Oriente Medio: un retorno al peor de los pasados
Por Oscar Raúl Cardoso
Clarin
Después de 17 días de combate israelí contra el Líbano —y sin un final a la vista— hay novedades en el escenario que corren profundo en la región y cuyo significado real es difícil de apreciar. Las estadísticas oscuras sobre víctimas, bombas y misiles no ayudan, por cierto, a la claridad, pero todas tienden a desmentir la idea con que se ilusionan Estados Unidos e Israel sobre «un nuevo Oriente Medio» tras la guerra.
Si lo hay, parece ser que no se parecerá en nada a lo que imaginan George W. Bush y Ehud Olmert.
Ayer hasta los diarios internacionales más reacios a criticar la ofensiva israelí dedicaron espacios amplios —incluyendo las primeras planas en muchos casos— a destacar el creciente malestar en los países árabes por la ofensiva militar y la forma en que esa visión estaba influyendo sobre los gobiernos.
Alguien puede pensar que esto es historia vieja y lo es.
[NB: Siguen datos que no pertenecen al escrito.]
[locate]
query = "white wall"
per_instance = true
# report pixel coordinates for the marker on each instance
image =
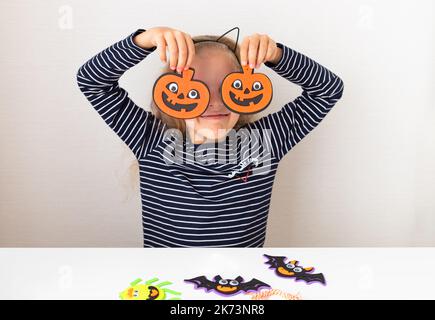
(364, 177)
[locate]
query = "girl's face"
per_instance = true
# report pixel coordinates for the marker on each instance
(212, 66)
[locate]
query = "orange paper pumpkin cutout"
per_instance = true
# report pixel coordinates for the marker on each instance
(180, 96)
(246, 92)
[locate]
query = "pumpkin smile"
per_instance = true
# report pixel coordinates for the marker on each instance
(245, 102)
(177, 106)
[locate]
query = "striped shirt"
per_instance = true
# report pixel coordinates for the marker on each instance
(191, 195)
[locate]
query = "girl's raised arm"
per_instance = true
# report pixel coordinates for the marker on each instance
(98, 80)
(321, 90)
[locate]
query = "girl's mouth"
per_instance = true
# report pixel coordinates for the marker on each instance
(215, 116)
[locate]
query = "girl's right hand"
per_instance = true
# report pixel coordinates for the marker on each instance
(180, 45)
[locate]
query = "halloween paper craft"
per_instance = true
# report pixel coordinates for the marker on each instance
(180, 96)
(227, 287)
(291, 269)
(246, 92)
(148, 291)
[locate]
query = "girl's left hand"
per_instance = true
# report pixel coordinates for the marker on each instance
(259, 48)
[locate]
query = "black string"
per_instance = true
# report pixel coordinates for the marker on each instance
(237, 39)
(217, 40)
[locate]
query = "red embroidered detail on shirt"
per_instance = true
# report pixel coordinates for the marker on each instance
(248, 173)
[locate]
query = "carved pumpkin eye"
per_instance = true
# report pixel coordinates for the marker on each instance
(193, 94)
(257, 86)
(237, 84)
(173, 87)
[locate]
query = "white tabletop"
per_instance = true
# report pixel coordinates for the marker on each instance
(98, 273)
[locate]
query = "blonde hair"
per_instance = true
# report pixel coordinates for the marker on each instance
(201, 42)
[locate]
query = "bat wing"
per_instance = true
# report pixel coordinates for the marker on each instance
(315, 277)
(275, 262)
(254, 285)
(202, 282)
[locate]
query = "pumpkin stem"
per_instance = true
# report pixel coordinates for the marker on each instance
(188, 74)
(247, 70)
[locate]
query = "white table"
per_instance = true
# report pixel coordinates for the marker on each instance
(99, 273)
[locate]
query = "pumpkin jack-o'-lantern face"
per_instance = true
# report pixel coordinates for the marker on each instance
(180, 96)
(246, 92)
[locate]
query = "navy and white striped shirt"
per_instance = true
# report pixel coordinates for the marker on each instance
(197, 203)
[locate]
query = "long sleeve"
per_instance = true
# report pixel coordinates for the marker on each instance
(321, 90)
(98, 80)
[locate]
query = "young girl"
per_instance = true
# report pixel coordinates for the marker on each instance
(197, 203)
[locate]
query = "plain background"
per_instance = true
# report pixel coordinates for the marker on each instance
(364, 177)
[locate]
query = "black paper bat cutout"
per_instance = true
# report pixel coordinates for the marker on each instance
(227, 286)
(291, 269)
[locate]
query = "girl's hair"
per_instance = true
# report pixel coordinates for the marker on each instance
(226, 46)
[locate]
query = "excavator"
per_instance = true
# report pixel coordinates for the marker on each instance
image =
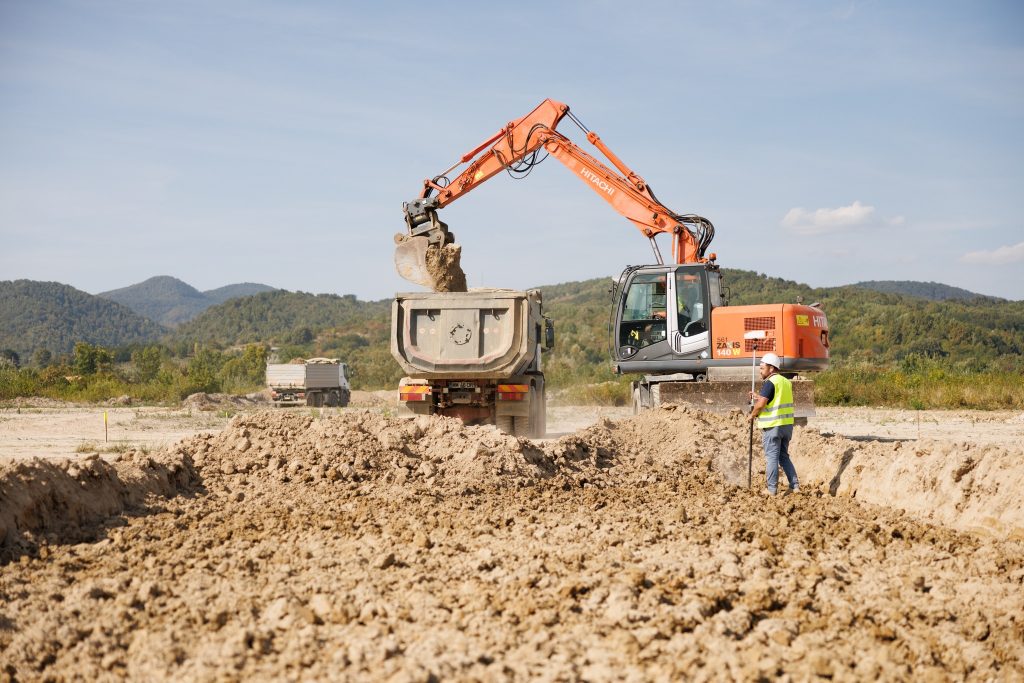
(670, 323)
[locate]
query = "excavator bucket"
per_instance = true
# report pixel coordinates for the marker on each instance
(411, 259)
(436, 266)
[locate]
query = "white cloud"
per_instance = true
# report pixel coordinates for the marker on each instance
(820, 221)
(999, 256)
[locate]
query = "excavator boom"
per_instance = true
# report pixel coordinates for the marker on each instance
(514, 148)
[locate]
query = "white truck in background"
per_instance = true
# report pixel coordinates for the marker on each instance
(314, 382)
(475, 355)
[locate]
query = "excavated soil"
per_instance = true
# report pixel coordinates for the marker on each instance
(444, 267)
(357, 546)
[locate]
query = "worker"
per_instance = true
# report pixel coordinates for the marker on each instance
(773, 412)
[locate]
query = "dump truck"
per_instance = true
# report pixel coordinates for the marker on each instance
(475, 355)
(314, 382)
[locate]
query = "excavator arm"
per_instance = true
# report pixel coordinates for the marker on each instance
(514, 148)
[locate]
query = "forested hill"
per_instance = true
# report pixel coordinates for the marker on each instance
(932, 291)
(37, 315)
(171, 302)
(283, 317)
(867, 327)
(881, 328)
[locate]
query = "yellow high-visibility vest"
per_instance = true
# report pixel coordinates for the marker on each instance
(779, 409)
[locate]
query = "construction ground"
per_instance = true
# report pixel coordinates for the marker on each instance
(225, 541)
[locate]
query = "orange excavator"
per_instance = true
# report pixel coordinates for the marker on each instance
(670, 322)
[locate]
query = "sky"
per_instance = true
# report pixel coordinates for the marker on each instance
(274, 142)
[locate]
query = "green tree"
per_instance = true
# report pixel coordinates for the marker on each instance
(245, 372)
(147, 361)
(91, 359)
(203, 371)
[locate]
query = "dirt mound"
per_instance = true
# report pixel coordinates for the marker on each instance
(360, 547)
(971, 488)
(61, 501)
(438, 453)
(221, 401)
(957, 484)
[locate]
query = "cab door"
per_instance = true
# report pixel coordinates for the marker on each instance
(688, 325)
(644, 315)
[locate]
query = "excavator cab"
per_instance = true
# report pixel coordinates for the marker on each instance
(663, 315)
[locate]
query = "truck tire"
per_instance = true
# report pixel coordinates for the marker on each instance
(505, 423)
(541, 415)
(521, 426)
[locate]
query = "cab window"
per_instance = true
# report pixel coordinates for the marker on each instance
(644, 310)
(690, 303)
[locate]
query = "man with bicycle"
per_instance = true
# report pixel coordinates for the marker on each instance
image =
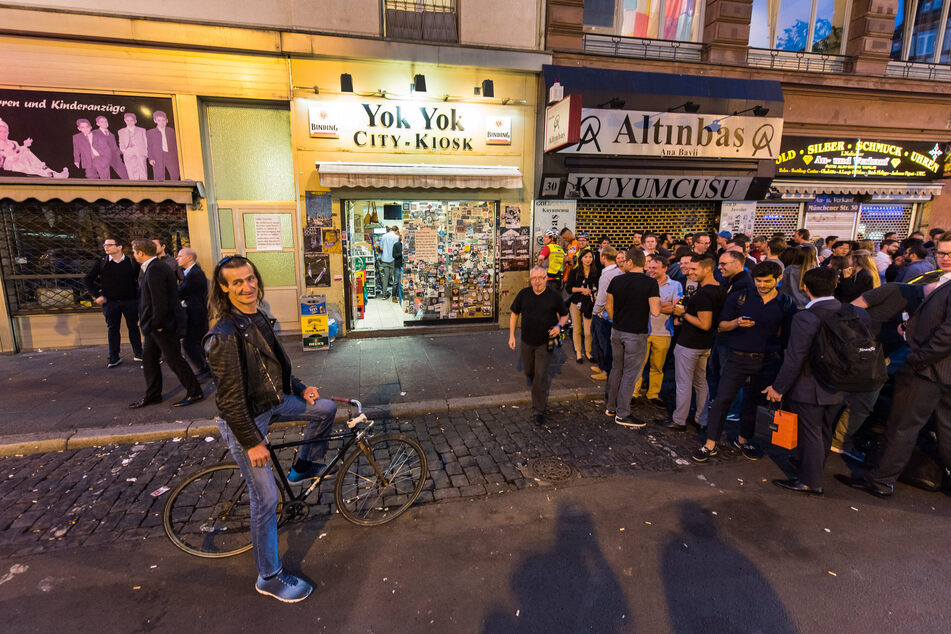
(255, 385)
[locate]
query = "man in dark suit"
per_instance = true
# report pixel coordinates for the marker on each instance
(816, 406)
(91, 151)
(115, 162)
(923, 383)
(161, 317)
(162, 148)
(193, 291)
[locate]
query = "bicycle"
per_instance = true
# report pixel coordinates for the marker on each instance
(209, 514)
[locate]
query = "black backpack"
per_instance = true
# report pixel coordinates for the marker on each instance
(845, 356)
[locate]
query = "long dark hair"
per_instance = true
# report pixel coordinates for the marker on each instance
(219, 303)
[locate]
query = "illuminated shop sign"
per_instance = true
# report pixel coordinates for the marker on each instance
(409, 128)
(683, 135)
(811, 157)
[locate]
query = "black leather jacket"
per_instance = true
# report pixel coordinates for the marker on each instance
(251, 377)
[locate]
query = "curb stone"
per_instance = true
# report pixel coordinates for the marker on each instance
(26, 444)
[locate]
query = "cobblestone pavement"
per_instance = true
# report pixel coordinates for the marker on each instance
(103, 494)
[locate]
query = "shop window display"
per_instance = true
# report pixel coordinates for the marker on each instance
(448, 270)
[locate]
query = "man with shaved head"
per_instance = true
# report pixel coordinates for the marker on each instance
(193, 291)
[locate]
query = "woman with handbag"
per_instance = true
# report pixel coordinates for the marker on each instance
(583, 284)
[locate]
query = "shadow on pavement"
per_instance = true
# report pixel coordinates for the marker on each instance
(711, 586)
(568, 588)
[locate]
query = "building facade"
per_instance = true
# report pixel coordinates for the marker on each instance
(294, 134)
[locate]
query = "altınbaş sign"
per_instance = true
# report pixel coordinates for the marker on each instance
(634, 132)
(860, 158)
(656, 187)
(563, 123)
(409, 128)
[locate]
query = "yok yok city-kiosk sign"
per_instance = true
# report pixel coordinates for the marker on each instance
(811, 157)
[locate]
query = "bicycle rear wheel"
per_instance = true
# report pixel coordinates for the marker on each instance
(209, 514)
(379, 480)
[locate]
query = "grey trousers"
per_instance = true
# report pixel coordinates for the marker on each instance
(628, 351)
(535, 361)
(690, 368)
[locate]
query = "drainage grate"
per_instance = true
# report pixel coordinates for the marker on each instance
(551, 470)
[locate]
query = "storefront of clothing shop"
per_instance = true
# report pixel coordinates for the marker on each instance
(853, 188)
(660, 152)
(383, 145)
(64, 188)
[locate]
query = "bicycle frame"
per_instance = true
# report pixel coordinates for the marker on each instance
(353, 438)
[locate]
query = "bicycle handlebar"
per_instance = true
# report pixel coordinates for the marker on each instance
(348, 401)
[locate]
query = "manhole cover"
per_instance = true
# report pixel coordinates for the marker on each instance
(551, 470)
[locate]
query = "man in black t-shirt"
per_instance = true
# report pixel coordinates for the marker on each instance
(632, 298)
(543, 315)
(698, 317)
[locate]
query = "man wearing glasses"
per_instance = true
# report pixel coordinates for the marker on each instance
(923, 383)
(112, 282)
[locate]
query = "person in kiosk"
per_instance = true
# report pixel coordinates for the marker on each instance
(555, 257)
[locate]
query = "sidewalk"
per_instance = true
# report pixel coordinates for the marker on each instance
(54, 400)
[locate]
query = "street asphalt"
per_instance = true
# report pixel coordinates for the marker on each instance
(706, 549)
(59, 399)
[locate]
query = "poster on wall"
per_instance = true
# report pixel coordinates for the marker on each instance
(317, 269)
(552, 214)
(427, 244)
(512, 217)
(331, 241)
(86, 135)
(514, 248)
(318, 209)
(738, 217)
(267, 232)
(312, 240)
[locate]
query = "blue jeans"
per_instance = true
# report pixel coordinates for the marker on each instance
(262, 488)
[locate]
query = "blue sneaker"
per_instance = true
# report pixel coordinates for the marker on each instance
(305, 474)
(284, 587)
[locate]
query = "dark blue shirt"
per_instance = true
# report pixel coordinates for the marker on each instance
(771, 330)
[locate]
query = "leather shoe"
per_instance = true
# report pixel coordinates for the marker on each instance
(188, 400)
(797, 486)
(878, 490)
(143, 402)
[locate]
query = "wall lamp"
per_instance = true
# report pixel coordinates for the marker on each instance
(758, 111)
(613, 103)
(689, 106)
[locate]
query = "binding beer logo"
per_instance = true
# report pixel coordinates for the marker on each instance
(498, 131)
(324, 122)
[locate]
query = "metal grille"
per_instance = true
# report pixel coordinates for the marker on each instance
(773, 217)
(421, 20)
(877, 220)
(47, 248)
(619, 220)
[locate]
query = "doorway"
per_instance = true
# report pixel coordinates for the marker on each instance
(448, 268)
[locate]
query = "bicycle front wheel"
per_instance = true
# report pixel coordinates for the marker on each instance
(209, 514)
(380, 479)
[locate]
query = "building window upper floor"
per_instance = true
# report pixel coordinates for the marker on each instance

Pero cuando el rey Abdulla II de Jordania y el presidente Hosni Mubarak de Egipto —únicas dos naciones árabes que tienen tratados de paz con Israel— se sienten obligados, como el viernes pasado, a censurar a Jerusalén en público uno puede pensar si no es el peor de los pasados de la región el que está instalándose en el horizonte.
Jordania y Egipto se habían cuidado inicialmente de condenar a Israel, no por amor al estado judío sino por espanto a sus propios enemigos entre los que ubican, no cabe duda, a Hezbollah y sobre todo a su líder Hassan Nasrallah, quien asume con cada día de combate una dimensión que comienza a exceder lo humano.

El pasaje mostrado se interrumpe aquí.